使用Python如何通过有序子集匹配减少列表列表[[..],[..],..]?
在此问题的上下文中,列表L是列表的子集,M如果M包含所有成员L,并且顺序相同.例如,列表[1,2]是列表[1,2,3]的子集,但不是列表[2,1,3]的子集.
输入示例:
a. [[1, 2, 4, 8], [1, 2, 4, 5, 6], [1, 2, 3], [2, 3, 21], [1, 2, 3, 4], [1, 2, 3, 4, 5, 6, 7]]
b. [[2, 16, 17], [1, 2, 3, 4, 5, 6, 7], [1], [1, 2, 3, 4], [1, 2], [17, 18, 19, 22, 41, 48], [2, 3], [1, 2, 3], [50, 69], [1, 2, 3], [2, 3, 21], [1, 2, 3], [1, 2, 4, 8], [1, 2, 4, 5, 6]]
预期结果:
a. [[1, 2, 4, 8], [2, 3, 21], [1, 2, 3, 4, 5, 6, 7]]

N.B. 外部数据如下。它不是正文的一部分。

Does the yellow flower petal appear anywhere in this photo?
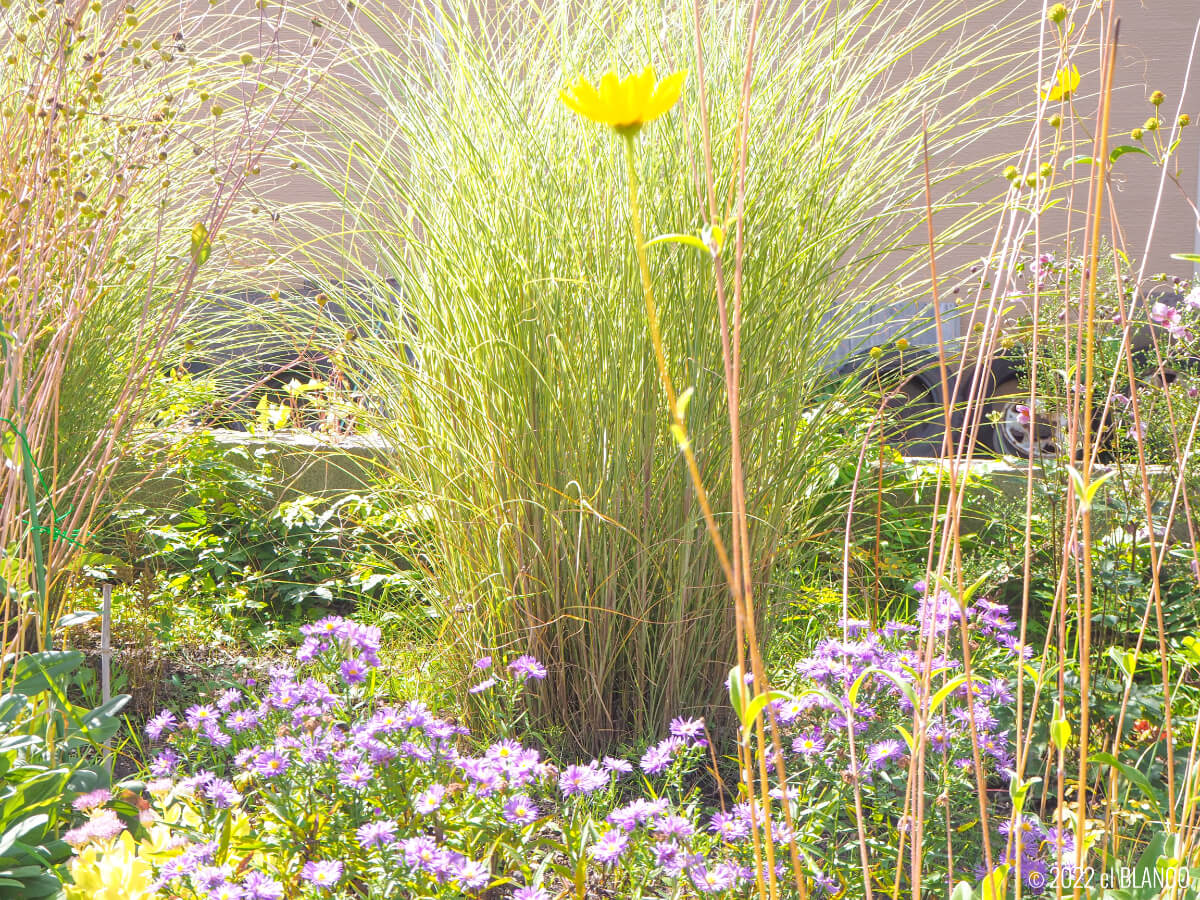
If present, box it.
[1042,66,1080,101]
[558,66,688,134]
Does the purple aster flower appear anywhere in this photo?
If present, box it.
[708,812,750,842]
[467,678,496,694]
[226,709,258,734]
[605,797,667,832]
[146,709,179,740]
[925,722,950,752]
[150,748,179,778]
[186,703,221,731]
[504,793,540,826]
[558,762,608,797]
[588,828,629,865]
[241,871,283,900]
[192,865,233,892]
[642,737,683,775]
[341,656,368,684]
[671,715,704,743]
[866,740,904,769]
[688,863,738,894]
[356,818,396,850]
[337,762,374,791]
[400,835,442,870]
[204,778,241,809]
[792,727,824,760]
[300,859,342,889]
[654,841,688,877]
[413,785,446,816]
[650,816,696,838]
[455,859,492,890]
[988,678,1015,704]
[208,881,246,900]
[252,750,288,778]
[509,654,546,682]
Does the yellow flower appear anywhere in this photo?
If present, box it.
[558,66,688,136]
[1042,66,1079,100]
[66,832,160,900]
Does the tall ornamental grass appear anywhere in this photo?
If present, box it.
[308,0,1024,748]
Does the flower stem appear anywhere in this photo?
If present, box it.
[622,134,733,586]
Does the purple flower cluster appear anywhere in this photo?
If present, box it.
[980,815,1075,894]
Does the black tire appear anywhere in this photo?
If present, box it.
[979,378,1067,460]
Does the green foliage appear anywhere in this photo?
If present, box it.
[297,0,1032,748]
[0,650,128,898]
[106,432,424,628]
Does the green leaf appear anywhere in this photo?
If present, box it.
[1091,754,1163,815]
[192,222,212,266]
[1050,719,1070,752]
[929,676,967,715]
[1067,466,1116,512]
[740,691,787,728]
[13,650,83,697]
[730,666,746,721]
[1008,776,1042,811]
[646,234,710,253]
[1109,144,1150,162]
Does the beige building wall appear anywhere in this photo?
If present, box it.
[255,0,1200,289]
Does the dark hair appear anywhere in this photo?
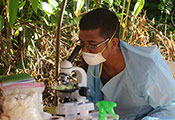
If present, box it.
[79,8,120,39]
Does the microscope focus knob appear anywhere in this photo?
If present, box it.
[79,87,91,97]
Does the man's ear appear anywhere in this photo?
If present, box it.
[111,37,119,47]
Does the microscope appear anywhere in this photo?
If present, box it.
[52,45,94,119]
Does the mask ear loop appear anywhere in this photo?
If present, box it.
[89,30,116,78]
[99,31,116,54]
[89,63,103,78]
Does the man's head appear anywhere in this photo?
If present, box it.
[79,8,120,39]
[79,8,120,65]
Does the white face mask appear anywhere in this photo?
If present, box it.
[82,52,106,65]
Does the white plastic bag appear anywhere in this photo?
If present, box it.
[2,83,44,120]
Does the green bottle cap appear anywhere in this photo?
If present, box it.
[96,101,119,120]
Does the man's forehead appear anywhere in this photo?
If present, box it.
[79,29,103,42]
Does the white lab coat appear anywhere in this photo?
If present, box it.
[87,41,175,120]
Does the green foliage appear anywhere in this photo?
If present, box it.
[30,0,39,14]
[134,0,145,16]
[158,0,173,15]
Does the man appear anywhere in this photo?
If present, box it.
[79,8,175,120]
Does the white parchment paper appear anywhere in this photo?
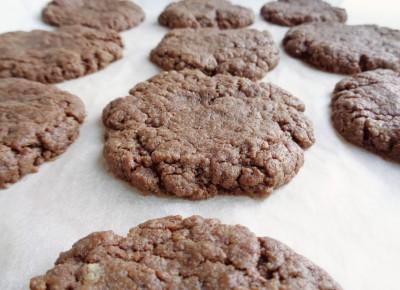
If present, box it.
[0,0,400,290]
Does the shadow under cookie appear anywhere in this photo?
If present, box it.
[103,70,314,199]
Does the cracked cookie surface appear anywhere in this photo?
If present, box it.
[283,23,400,74]
[42,0,145,31]
[0,26,123,83]
[30,216,341,290]
[103,70,314,199]
[331,69,400,162]
[150,28,279,80]
[158,0,255,29]
[261,0,347,26]
[0,78,85,188]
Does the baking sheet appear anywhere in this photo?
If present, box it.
[0,0,400,290]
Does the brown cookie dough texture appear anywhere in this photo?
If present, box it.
[42,0,145,31]
[0,26,123,83]
[150,28,279,80]
[30,216,341,290]
[103,70,314,199]
[261,0,347,26]
[332,69,400,162]
[283,23,400,74]
[158,0,255,29]
[0,78,85,188]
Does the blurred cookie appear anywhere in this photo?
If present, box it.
[261,0,347,26]
[332,69,400,162]
[158,0,255,29]
[103,70,314,199]
[0,26,123,83]
[0,78,85,188]
[150,28,279,80]
[43,0,145,31]
[30,216,342,290]
[283,23,400,74]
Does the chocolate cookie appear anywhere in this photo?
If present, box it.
[103,70,314,199]
[43,0,144,31]
[0,26,123,83]
[332,69,400,162]
[261,0,347,26]
[30,216,342,290]
[283,23,400,74]
[150,28,279,80]
[158,0,255,29]
[0,78,85,188]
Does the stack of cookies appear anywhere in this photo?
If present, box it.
[0,0,400,290]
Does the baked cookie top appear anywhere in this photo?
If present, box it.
[42,0,145,31]
[30,216,341,290]
[0,26,123,83]
[0,78,85,188]
[332,69,400,162]
[283,23,400,74]
[158,0,255,29]
[103,70,314,199]
[261,0,347,26]
[150,28,279,80]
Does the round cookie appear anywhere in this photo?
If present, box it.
[30,216,342,290]
[150,28,279,80]
[0,78,85,188]
[103,70,314,199]
[332,69,400,162]
[0,26,123,83]
[261,0,347,26]
[158,0,255,29]
[42,0,145,31]
[283,23,400,74]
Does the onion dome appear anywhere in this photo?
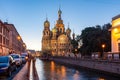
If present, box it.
[66,27,71,32]
[58,34,69,43]
[44,19,50,27]
[52,27,57,33]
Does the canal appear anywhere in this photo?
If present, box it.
[36,59,120,80]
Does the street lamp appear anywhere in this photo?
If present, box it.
[102,44,105,53]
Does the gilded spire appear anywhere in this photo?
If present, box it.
[58,7,62,19]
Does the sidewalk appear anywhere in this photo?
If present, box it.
[13,62,30,80]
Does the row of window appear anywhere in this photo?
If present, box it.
[0,35,9,45]
[0,25,9,37]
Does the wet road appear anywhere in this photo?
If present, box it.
[36,59,120,80]
[0,64,24,80]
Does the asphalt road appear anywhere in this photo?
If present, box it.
[0,64,24,80]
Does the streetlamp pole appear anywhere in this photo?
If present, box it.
[102,44,105,57]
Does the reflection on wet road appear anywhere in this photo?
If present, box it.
[36,59,119,80]
[0,64,24,80]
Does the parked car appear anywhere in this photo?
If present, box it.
[21,56,28,64]
[10,54,22,67]
[21,53,28,63]
[0,56,16,76]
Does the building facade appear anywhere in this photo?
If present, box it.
[111,15,120,52]
[42,9,72,56]
[0,20,9,55]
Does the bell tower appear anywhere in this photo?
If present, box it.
[42,18,51,51]
[56,8,65,35]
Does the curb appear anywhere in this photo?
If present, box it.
[13,61,31,80]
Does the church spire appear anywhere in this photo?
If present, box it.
[58,7,62,20]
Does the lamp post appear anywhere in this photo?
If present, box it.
[102,44,105,58]
[102,44,105,53]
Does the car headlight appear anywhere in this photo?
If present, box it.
[1,67,8,69]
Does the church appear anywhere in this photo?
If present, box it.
[42,9,75,56]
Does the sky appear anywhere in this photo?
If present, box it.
[0,0,120,50]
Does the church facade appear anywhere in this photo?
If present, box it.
[42,9,72,56]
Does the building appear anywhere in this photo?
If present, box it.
[0,20,9,55]
[42,9,72,56]
[4,22,26,54]
[111,15,120,52]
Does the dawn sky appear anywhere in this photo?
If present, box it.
[0,0,120,50]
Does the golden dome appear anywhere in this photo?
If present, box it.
[44,20,50,27]
[66,27,71,32]
[52,27,57,33]
[58,34,68,43]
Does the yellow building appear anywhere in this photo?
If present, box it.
[42,9,72,56]
[111,15,120,52]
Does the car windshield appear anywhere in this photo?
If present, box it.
[0,57,8,63]
[11,55,19,59]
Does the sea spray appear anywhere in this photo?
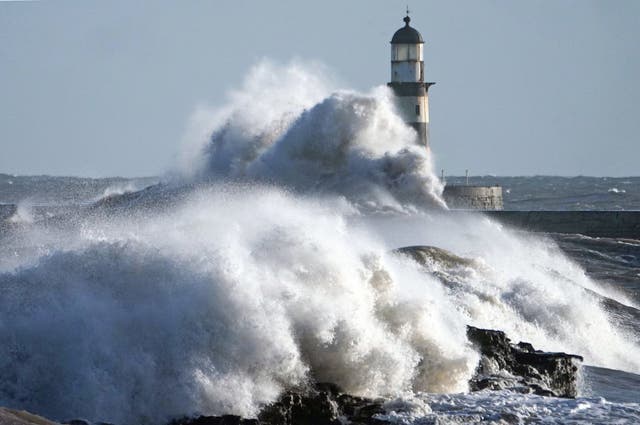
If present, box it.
[0,186,477,423]
[175,62,445,211]
[0,60,640,424]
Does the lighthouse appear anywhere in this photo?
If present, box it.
[388,10,435,149]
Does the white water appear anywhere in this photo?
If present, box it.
[0,61,640,423]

b. [[2, 16, 17], [1, 2, 3, 4, 5, 6, 7], [17, 18, 19, 22, 41, 48], [50, 69], [2, 3, 21], [1, 2, 4, 8], [1, 2, 4, 5, 6]]
更多例子:
L = [[1, 2, 3, 4, 5, 6, 7], [1, 2, 5, 6]] - 没有减少
L = [[1, 2, 3, 4, 5, 6, 7], [1, 2, 3][1, 2, 4, 8]]- 是减少
L = [[1, 2, 3, 4, 5, 6, 7], [7, 6, 5, 4, 3, 2, 1]] - 没有减少
(很抱歉导致与不正确的数据集混淆.)
这可以简化,但是:
l = [[1, 2, 4, 8], [1, 2, 4, 5, 6], [1, 2, 3], [2, 3, 21], [1, 2, 3, 4], [1, 2, 3, 4, 5, 6, 7]]
l2 = l[:]
for m in l:
for n in l:
if set(m).issubset(set(n)) and m != n:
l2.remove(m)
break
print l2
[[1, 2, 4, 8], [2, 3, 21], [1, 2, 3, 4, 5, 6, 7]]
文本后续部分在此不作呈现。